Department of Biomedical Engineering, University of Southern California, Los Angeles, CA 90089, USA.
Chan Division of Occupational Science and Occupational Therapy, University of Southern California, Los Angeles, CA 90089, USA.
Sensors (Basel). 2020 Jul 4;20(13):3754. doi: 10.3390/s20133754.

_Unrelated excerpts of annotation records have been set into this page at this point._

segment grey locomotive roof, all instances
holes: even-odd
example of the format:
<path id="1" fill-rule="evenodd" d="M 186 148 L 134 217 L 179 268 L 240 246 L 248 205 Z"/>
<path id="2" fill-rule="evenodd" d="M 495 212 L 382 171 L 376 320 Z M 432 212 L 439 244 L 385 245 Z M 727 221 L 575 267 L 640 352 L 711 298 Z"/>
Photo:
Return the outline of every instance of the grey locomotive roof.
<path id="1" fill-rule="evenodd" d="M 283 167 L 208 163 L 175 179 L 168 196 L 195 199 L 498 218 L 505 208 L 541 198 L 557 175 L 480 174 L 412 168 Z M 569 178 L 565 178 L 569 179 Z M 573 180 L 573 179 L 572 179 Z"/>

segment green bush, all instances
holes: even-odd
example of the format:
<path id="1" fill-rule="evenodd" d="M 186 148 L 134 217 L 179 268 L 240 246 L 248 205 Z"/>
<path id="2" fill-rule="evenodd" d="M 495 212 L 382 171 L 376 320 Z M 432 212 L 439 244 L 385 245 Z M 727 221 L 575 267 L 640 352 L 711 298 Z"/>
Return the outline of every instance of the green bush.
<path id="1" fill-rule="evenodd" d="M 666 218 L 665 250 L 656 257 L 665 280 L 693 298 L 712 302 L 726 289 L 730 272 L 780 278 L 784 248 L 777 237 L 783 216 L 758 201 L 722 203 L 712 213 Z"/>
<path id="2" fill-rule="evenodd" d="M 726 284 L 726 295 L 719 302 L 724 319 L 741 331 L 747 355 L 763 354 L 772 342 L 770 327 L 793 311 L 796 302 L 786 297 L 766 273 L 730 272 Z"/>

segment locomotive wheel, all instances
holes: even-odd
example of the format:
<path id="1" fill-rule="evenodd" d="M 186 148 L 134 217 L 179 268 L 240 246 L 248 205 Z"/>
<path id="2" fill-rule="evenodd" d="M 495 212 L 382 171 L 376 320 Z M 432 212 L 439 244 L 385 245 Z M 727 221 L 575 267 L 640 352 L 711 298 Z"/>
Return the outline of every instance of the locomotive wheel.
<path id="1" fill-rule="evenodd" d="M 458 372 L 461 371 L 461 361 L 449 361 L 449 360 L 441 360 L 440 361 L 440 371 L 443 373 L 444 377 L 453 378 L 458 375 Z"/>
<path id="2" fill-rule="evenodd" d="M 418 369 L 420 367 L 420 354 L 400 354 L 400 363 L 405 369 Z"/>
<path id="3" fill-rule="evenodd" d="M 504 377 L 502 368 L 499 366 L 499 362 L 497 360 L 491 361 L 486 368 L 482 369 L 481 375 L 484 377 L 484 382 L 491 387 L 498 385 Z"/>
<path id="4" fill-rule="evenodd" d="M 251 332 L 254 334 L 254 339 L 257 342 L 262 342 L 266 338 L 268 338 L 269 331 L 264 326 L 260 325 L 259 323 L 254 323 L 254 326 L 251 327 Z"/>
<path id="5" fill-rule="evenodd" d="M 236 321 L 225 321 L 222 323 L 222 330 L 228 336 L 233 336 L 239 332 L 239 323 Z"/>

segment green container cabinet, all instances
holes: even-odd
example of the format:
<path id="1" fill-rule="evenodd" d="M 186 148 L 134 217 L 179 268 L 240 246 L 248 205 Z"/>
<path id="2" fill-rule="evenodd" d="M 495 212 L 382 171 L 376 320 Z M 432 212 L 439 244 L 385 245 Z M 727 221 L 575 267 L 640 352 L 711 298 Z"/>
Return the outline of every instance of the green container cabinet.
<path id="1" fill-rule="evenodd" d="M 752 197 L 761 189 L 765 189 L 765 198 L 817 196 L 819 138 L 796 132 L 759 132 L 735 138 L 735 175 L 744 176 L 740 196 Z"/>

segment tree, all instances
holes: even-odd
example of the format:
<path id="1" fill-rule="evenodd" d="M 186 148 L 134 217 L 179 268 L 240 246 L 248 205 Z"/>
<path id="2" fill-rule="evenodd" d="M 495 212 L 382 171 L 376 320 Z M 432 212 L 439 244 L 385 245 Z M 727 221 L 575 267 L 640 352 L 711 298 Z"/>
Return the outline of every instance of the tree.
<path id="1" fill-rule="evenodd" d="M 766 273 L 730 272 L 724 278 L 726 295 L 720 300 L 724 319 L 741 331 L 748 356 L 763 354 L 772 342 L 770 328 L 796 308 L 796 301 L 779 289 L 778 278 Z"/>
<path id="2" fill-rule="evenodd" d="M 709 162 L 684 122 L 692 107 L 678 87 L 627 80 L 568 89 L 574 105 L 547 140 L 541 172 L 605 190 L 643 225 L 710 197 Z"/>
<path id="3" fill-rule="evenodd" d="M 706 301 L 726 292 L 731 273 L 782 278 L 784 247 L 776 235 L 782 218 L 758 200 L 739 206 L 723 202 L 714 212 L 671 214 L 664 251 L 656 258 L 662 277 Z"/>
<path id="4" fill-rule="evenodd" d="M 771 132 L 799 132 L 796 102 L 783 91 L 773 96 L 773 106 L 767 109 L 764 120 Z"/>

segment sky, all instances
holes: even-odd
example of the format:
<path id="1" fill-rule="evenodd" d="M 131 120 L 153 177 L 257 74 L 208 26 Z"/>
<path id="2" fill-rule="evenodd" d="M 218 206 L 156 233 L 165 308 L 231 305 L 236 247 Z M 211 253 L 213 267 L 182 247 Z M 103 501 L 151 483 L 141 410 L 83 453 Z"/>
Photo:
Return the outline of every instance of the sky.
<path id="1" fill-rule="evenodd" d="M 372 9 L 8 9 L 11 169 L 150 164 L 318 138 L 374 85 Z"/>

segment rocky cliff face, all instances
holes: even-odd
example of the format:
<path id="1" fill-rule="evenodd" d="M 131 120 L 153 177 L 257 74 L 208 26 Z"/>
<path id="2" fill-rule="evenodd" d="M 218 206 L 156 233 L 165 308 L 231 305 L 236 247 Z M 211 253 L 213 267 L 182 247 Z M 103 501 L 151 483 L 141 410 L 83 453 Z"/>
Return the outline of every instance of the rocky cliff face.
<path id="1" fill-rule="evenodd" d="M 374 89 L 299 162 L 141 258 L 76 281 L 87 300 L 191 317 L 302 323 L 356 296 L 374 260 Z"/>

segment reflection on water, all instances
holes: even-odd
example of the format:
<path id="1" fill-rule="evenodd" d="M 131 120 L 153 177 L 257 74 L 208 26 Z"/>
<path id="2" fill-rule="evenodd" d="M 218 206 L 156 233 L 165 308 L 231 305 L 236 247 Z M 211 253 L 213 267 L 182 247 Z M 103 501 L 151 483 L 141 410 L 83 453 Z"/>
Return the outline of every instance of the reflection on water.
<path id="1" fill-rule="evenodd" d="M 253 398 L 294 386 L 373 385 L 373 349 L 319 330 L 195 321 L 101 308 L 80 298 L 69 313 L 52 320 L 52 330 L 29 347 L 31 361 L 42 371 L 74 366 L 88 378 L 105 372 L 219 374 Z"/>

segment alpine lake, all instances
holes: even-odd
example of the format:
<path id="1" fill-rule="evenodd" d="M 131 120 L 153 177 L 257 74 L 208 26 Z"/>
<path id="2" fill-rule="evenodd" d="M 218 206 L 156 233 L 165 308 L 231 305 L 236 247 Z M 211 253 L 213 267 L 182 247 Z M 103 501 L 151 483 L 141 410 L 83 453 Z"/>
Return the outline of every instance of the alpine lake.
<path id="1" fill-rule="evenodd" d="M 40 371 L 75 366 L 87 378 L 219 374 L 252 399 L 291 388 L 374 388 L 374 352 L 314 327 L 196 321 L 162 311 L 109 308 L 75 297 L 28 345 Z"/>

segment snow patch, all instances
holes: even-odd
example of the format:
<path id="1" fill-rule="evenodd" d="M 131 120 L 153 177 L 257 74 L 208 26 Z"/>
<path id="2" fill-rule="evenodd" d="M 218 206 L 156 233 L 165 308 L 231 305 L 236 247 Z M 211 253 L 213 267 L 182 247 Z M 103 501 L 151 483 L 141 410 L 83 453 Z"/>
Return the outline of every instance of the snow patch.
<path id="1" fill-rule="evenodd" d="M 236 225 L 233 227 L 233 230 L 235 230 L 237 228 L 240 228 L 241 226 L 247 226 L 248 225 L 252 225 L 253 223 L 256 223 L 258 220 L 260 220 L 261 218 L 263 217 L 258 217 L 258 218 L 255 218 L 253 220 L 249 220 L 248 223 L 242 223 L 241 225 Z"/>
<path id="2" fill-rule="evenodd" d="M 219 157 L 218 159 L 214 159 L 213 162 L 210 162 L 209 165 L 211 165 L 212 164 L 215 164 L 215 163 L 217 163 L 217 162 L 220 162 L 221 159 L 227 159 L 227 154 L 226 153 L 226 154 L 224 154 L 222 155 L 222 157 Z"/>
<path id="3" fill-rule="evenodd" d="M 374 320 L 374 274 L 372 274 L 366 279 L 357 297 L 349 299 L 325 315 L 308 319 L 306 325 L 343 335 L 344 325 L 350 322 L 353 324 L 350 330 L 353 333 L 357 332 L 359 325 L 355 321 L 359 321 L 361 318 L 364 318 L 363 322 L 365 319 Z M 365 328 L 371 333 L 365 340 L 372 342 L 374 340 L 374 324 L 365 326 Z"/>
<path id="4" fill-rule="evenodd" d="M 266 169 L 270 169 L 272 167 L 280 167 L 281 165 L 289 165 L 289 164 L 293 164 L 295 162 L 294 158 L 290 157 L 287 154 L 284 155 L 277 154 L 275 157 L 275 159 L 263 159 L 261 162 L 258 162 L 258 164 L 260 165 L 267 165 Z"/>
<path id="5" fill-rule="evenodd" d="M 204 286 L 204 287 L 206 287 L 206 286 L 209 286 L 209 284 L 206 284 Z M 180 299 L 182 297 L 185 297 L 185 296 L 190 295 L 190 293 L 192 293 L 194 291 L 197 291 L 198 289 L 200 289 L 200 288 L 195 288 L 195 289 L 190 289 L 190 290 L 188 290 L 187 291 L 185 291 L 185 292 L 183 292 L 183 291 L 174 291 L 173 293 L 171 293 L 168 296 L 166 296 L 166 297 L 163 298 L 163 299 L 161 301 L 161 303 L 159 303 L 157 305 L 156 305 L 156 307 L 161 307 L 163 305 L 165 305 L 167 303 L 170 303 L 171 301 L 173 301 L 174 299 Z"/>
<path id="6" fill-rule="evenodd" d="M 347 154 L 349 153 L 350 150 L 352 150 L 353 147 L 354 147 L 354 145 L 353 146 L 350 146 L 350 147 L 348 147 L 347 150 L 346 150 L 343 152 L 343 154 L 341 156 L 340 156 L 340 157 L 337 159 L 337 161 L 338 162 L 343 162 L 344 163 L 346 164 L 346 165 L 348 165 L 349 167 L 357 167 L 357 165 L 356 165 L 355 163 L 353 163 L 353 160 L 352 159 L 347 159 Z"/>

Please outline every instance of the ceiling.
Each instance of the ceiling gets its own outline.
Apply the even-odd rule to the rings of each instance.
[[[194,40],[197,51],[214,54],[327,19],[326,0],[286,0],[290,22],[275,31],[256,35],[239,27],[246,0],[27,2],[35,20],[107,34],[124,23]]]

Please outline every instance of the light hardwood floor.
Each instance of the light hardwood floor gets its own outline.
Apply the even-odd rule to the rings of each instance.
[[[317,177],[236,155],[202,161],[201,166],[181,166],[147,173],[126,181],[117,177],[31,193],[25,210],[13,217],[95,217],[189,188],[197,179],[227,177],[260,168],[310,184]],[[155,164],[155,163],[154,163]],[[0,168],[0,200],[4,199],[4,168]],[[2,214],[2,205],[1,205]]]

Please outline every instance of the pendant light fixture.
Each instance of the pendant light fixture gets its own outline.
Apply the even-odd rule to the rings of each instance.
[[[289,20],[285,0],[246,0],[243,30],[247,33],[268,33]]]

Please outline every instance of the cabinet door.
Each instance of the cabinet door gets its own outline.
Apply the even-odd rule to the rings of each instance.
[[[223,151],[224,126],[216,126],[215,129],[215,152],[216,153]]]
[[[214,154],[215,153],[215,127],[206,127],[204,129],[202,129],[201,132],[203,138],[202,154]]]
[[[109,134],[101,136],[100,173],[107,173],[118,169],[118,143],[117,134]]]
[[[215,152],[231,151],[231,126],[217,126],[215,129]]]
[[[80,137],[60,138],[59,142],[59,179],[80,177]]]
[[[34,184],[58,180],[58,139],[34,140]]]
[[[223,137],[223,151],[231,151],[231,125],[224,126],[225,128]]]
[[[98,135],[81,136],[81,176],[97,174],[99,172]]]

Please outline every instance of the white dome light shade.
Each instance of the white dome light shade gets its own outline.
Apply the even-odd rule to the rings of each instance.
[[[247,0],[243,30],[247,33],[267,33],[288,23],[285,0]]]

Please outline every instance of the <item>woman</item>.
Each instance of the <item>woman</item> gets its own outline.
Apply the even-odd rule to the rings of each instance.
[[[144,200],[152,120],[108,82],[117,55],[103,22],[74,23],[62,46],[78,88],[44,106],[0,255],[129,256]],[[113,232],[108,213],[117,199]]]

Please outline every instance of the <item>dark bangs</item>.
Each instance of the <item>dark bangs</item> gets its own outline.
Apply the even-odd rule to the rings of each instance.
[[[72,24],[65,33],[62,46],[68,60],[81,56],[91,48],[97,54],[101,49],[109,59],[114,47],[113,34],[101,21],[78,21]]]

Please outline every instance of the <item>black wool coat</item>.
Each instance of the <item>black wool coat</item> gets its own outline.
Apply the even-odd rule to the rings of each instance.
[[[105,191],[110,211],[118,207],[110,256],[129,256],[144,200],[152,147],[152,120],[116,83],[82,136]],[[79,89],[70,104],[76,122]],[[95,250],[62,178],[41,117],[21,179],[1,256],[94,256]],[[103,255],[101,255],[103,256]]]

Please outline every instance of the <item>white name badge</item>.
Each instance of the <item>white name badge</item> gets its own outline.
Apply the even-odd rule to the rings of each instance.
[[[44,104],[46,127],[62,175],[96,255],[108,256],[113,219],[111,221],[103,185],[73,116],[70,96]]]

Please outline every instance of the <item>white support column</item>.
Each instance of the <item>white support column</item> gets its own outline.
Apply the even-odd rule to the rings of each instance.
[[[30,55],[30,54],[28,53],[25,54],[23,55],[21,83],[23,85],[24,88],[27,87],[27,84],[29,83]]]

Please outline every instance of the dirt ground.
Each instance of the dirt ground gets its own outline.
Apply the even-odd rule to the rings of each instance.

Severe impairment of limb movement after stroke can be challenging to address in the chronic stage of stroke (e.g., greater than 6 months post stroke). Recent evidence suggests that physical therapy can still promote meaningful recovery after this stage, but the required high amount of therapy is difficult to deliver within the scope of standard clinical practice. Digital gaming technologies are now being combined with brain-computer interfaces to motivate engaging and frequent exercise and promote neural recovery. However, the complexity and expense of acquiring brain signals has held back widespread utilization of these rehabilitation systems. Furthermore, for people that have residual muscle activity, electromyography (EMG) might be a simpler and equally effective alternative. In this pilot study, we evaluate the feasibility and efficacy of an EMG-based variant of our REINVENT virtual reality (VR) neurofeedback rehabilitation system to increase volitional muscle activity while reducing unintended co-contractions. We recruited four participants in the chronic stage of stroke recovery, all with severely restricted active wrist movement. They completed seven 1-hour training sessions during which our head-mounted VR system reinforced activation of the wrist extensor muscles without flexor activation. Before and after training, participants underwent a battery of clinical and neuromuscular assessments. We found that training improved scores on standardized clinical assessments, equivalent to those previously reported for brain-computer interfaces. Additionally, training may have induced changes in corticospinal communication, as indexed by an increase in 12-30 Hz corticomuscular coherence and by an improved ability to maintain a constant level of wrist muscle activity. Our data support the feasibility of using muscle-computer interfaces in severe chronic stroke, as well as their potential to promote functional recovery and trigger neural plasticity.
中风后肢体运动严重受损在中风慢性期(例如,中风后大于 6 个月)较难解决。最近的证据表明,物理疗法在这个阶段之后仍然可以促进有意义的恢复,但所需的大量治疗在标准临床实践范围内难以实现。数字游戏技术现在正与脑机接口相结合,以激励参与和频繁的运动,促进神经恢复。然而,获取脑信号的复杂性和费用阻碍了这些康复系统的广泛应用。此外,对于仍有肌肉活动的人来说,肌电图(EMG)可能是一种更简单且同样有效的替代方法。在这项初步研究中,我们评估了基于 EMG 的我们的 REINVENT 虚拟现实(VR)神经反馈康复系统的变体增加意愿性肌肉活动同时减少非意愿性协同收缩的可行性和效果。我们招募了四名处于中风恢复慢性期的参与者,他们的主动腕部运动都受到严重限制。他们完成了七个 1 小时的训练课程,在此期间,我们的头戴式 VR 系统强化了腕伸肌的激活,而没有激活屈肌。在训练前后,参与者接受了一系列临床和神经肌肉评估。我们发现,训练提高了标准化临床评估的分数,与之前报道的脑机接口相当。此外,训练可能诱导了皮质脊髓间通讯的变化,表现为 12-30Hz 皮质肌相干性增加,以及维持腕部肌肉活动恒定水平的能力提高。我们的数据支持在严重慢性中风中使用肌肉计算机接口的可行性,以及它们促进功能恢复和引发神经可塑性的潜力。